If the same secret is encrypted with sops:

```yaml
apiVersion: v1
data:
    key: ENC[AES256_GCM,data:iCBh27Ort/dNVhP9D4y/AqI5d78U+2EHtHPX9u0/s9ANhA2VeqKSOQ==,iv:HkQVUgB6nvN3TU355K/PTU2NroahHAdoJhzJdgZFMwo=,tag:ayNppVmYJ/MLGrW9RtjV1A==,type:str]
kind: Secret
metadata:
    name: api-key
type: Opaque
sops:
    etc...

```

then `isops` will give you the green light:

```console
user@laptop:~$ isops ./example --config-regex .sops.yaml
Found config file: example/.sops.yaml
---
example/secret.yaml::key [SAFE]
user@laptop:~$ echo $?
0
```

## Another example

You can have a more complicated scenario where there are multiple sops configuration files, multiple environments and lots of secrets.

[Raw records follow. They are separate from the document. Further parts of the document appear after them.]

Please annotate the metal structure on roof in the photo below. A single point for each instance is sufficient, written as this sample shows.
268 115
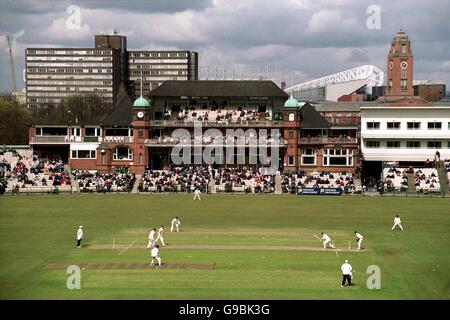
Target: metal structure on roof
371 75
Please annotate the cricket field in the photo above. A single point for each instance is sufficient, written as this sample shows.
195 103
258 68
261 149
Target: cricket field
230 247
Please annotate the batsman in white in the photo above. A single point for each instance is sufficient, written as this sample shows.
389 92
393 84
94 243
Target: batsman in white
161 236
175 224
155 255
80 234
327 241
197 193
151 239
347 274
397 222
359 239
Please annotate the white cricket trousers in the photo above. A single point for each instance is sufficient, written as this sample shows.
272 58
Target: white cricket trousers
158 259
328 243
151 244
161 239
359 243
397 224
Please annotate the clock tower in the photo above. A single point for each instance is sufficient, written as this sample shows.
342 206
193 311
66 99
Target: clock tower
399 79
141 126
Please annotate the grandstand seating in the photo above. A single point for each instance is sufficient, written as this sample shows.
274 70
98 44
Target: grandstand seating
231 114
24 173
180 179
425 179
92 181
395 179
293 180
246 179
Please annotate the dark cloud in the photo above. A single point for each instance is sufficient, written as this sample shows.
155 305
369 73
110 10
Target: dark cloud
312 37
358 55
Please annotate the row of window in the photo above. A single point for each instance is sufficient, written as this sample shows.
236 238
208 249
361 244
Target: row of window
146 61
84 154
66 93
407 144
332 157
69 52
58 89
394 125
157 54
85 58
74 77
158 66
82 82
71 64
70 70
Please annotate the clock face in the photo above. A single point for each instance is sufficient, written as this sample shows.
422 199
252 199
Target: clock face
291 117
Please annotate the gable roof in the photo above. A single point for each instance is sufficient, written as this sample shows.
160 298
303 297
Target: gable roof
214 88
122 115
311 119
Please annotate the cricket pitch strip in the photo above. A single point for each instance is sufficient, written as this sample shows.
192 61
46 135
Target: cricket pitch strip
222 247
125 266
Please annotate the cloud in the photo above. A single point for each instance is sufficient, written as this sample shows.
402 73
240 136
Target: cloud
330 21
308 38
358 55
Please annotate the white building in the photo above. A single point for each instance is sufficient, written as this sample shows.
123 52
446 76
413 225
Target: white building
405 133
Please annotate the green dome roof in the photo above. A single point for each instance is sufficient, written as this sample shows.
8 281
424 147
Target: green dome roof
291 103
141 102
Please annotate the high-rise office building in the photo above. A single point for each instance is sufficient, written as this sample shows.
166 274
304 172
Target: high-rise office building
53 74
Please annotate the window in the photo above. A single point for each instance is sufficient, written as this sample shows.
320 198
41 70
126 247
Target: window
92 132
413 144
338 157
291 161
123 153
434 144
393 144
373 125
413 125
393 125
372 144
84 154
434 125
308 156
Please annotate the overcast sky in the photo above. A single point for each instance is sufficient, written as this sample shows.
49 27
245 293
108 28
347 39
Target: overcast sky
311 37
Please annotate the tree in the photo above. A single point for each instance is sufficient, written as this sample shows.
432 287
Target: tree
15 120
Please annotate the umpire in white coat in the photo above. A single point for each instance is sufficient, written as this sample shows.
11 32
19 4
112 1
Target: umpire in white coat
80 235
347 274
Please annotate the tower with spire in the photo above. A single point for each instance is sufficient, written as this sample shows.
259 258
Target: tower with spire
141 126
399 79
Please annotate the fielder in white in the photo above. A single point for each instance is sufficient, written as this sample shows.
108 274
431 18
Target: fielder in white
359 239
151 239
161 236
175 224
397 222
197 193
327 241
80 235
155 255
347 274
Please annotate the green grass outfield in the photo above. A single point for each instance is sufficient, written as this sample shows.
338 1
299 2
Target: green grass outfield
36 231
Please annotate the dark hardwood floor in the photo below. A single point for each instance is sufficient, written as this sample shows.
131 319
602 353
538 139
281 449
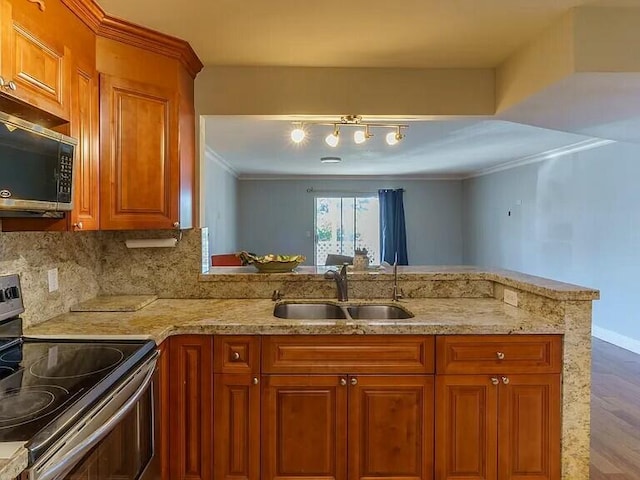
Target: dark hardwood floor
615 413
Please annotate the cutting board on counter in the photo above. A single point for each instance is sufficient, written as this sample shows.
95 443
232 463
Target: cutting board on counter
115 303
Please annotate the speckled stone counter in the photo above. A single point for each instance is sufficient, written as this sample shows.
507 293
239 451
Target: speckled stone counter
166 317
14 464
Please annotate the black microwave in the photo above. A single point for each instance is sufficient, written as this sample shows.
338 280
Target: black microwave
36 169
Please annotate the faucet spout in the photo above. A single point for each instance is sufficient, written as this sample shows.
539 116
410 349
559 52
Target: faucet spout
342 287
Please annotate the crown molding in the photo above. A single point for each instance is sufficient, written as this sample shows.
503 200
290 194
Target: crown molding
88 11
213 155
269 177
539 157
129 33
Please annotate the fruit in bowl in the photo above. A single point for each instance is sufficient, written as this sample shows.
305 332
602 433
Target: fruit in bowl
272 263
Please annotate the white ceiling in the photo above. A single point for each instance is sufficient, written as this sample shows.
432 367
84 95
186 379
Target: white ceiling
259 147
380 33
354 33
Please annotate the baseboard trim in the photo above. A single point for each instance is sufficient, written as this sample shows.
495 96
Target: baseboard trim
616 338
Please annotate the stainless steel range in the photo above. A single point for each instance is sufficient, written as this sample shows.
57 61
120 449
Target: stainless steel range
85 409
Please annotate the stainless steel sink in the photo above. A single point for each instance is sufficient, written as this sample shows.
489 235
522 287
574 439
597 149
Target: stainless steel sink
331 311
378 312
309 311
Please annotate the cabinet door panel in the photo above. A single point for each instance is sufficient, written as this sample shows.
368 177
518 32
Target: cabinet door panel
139 174
391 427
466 427
304 432
39 69
84 127
191 383
529 428
237 433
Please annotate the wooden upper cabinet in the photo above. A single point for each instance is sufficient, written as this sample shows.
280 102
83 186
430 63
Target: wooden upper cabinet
139 165
391 427
35 62
147 126
84 127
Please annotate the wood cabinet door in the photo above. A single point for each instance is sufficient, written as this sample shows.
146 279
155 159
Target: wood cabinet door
529 427
466 427
40 70
140 172
236 439
391 427
191 385
84 127
304 427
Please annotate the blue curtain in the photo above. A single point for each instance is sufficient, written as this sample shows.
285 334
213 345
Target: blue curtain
393 233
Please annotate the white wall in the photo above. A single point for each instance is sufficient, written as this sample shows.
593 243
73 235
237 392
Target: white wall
277 216
575 218
220 209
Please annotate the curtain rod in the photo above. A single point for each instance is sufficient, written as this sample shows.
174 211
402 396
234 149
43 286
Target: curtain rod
351 192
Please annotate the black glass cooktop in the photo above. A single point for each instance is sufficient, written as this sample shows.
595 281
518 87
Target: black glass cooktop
46 385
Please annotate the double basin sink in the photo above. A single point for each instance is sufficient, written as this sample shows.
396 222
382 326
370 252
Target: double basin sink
334 311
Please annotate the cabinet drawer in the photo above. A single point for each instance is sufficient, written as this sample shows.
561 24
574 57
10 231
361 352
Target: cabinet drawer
348 354
236 354
499 354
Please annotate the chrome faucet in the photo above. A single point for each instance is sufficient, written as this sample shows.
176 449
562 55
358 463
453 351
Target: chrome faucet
341 282
397 293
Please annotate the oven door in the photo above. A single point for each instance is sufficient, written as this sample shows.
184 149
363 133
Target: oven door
115 440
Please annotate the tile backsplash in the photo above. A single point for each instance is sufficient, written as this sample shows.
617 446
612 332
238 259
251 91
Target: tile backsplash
93 263
33 254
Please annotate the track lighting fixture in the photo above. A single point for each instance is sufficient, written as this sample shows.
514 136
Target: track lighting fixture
360 136
394 137
298 134
333 138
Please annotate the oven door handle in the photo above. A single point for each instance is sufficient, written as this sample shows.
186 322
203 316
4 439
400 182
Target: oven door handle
74 455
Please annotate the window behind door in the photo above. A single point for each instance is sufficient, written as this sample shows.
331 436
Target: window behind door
344 224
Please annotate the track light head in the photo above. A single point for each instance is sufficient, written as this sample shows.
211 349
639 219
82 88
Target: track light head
393 138
361 136
298 134
333 138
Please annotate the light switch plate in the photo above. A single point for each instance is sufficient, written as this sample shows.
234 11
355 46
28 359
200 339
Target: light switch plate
510 297
53 279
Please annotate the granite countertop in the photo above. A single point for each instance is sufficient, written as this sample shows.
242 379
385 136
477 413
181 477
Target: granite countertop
166 317
522 281
13 460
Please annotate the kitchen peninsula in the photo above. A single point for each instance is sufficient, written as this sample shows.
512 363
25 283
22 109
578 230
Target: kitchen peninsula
542 346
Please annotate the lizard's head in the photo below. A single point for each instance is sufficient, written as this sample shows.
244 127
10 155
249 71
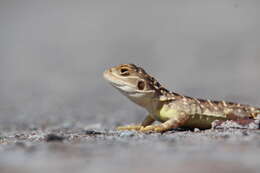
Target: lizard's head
134 82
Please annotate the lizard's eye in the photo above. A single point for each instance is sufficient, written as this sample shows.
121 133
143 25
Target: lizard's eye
141 85
124 72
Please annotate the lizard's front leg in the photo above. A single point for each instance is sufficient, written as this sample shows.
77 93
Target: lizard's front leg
172 123
147 121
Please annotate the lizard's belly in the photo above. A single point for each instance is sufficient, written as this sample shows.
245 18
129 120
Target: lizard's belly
202 121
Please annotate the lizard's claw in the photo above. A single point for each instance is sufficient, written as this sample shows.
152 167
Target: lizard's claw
130 127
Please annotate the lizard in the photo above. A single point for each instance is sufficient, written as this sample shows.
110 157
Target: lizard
173 110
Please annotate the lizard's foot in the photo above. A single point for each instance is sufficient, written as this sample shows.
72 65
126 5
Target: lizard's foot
130 127
154 128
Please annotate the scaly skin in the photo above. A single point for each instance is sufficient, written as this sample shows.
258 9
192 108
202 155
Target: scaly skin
171 109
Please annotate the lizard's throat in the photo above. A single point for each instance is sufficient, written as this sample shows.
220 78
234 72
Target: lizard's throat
149 102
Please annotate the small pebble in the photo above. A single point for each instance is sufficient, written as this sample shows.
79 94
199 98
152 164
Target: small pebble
127 134
54 138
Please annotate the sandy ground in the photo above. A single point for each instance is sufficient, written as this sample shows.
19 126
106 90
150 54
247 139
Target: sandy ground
74 149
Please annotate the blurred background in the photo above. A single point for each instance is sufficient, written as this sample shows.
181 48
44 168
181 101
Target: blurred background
53 54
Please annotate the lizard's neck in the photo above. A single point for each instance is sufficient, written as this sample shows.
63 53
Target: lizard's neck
150 103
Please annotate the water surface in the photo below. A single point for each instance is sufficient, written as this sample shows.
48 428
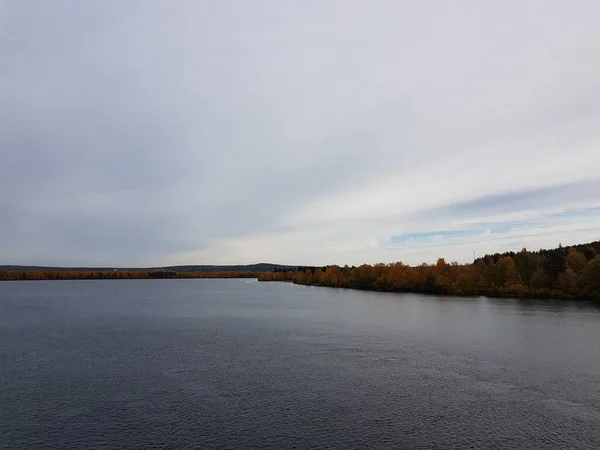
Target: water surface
230 364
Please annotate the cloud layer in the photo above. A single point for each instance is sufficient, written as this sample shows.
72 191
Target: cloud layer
146 133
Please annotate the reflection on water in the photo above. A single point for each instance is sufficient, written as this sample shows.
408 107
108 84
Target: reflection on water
239 364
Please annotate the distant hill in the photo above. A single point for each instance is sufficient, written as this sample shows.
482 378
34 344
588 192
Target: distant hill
260 267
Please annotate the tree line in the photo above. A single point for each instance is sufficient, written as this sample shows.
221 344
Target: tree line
115 274
563 272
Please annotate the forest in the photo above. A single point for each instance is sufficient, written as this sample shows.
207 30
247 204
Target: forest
62 274
563 272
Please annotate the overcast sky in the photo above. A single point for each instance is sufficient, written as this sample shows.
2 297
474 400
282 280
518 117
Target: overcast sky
297 132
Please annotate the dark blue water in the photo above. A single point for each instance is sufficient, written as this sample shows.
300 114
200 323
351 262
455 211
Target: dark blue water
234 364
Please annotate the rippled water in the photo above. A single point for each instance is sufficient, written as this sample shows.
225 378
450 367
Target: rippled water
242 364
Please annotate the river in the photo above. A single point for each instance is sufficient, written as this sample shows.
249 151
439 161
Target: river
236 364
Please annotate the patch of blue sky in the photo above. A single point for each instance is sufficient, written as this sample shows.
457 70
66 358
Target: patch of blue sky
433 236
493 228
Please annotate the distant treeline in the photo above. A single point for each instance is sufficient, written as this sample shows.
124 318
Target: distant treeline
563 272
115 274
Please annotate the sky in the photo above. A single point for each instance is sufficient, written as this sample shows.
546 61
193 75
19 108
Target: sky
139 133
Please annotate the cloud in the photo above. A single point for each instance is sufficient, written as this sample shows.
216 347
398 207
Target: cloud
142 133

Suppose you have this situation:

```text
example
├── .sops
│   ├── sops-dev.yaml
│   └── sops-prod.yaml
├── dev
│   ├── api-key-secret.yaml        <- Encrypted
│   ├── db-password-secret.yaml    <- Encrypted
│   ├── deployment.yaml
│   └── service.yaml
└── prod
    ├── api-key-secret.yaml        <- Not encrypted!
    ├── db-password-secret.yaml    <- Encrypted
    ├── deployment.yaml
    └── service.yaml
```

Then if you run `isops` you get:

```console
user@laptop:~$ isops example --config-regex "example/.sops/(.*).yaml$"
Found config file: example/.sops/sops-dev.yaml
Found config file: example/.sops/sops-prod.yaml
---
example/dev/db-password-secret.yaml::password [SAFE]
example/dev/api-key-secret.yaml::key [SAFE]
example/prod/db-password-secret.yaml::password [SAFE]
example/prod/api-key-secret.yaml::key [UNSAFE]
```

Sometimes the list of secret is very long: you can enable a small summary at the end with the `--summary` option:

```console
user@laptop:~$ isops example --config-regex "example/.sops/(.*).yaml$" --summary
Found config file: example/.sops/sops-dev.yaml
Found config file: example/.sops/sops-prod.yaml
---
example/dev/db-password-secret.yaml::password [SAFE]
example/dev/api-key-secret.yaml::key [SAFE]
example/prod/db-password-secret.yaml::password [SAFE]
example/prod/api-key-secret.yaml::key [UNSAFE]
---
Summary:
UNSAFE secret 'key' in 'example/prod/api-key-secret.yaml'
3 safe 1 unsafe
```

The previous example can be found in the `example` directory. The sample application was generated by [ChatGPT](https://chat.openai.com/chat) with the prompt: "Please, generate an example Kubernetes application with two secrets".

## `pre-commit` hook

`isops` can be also used as a [pre-commit](https://pre-commit.com) hook. For example:

```yaml
repos:
  - repo: https://github.com/lorenzophys/isops
    rev: v0.2.0
    hooks:
      - id: isops
        args:
          - --config-regex=.sops/(.*).ya?ml$
          - --summary
```

## License

This project is licensed under the **MIT License** - see the *LICENSE* file for details.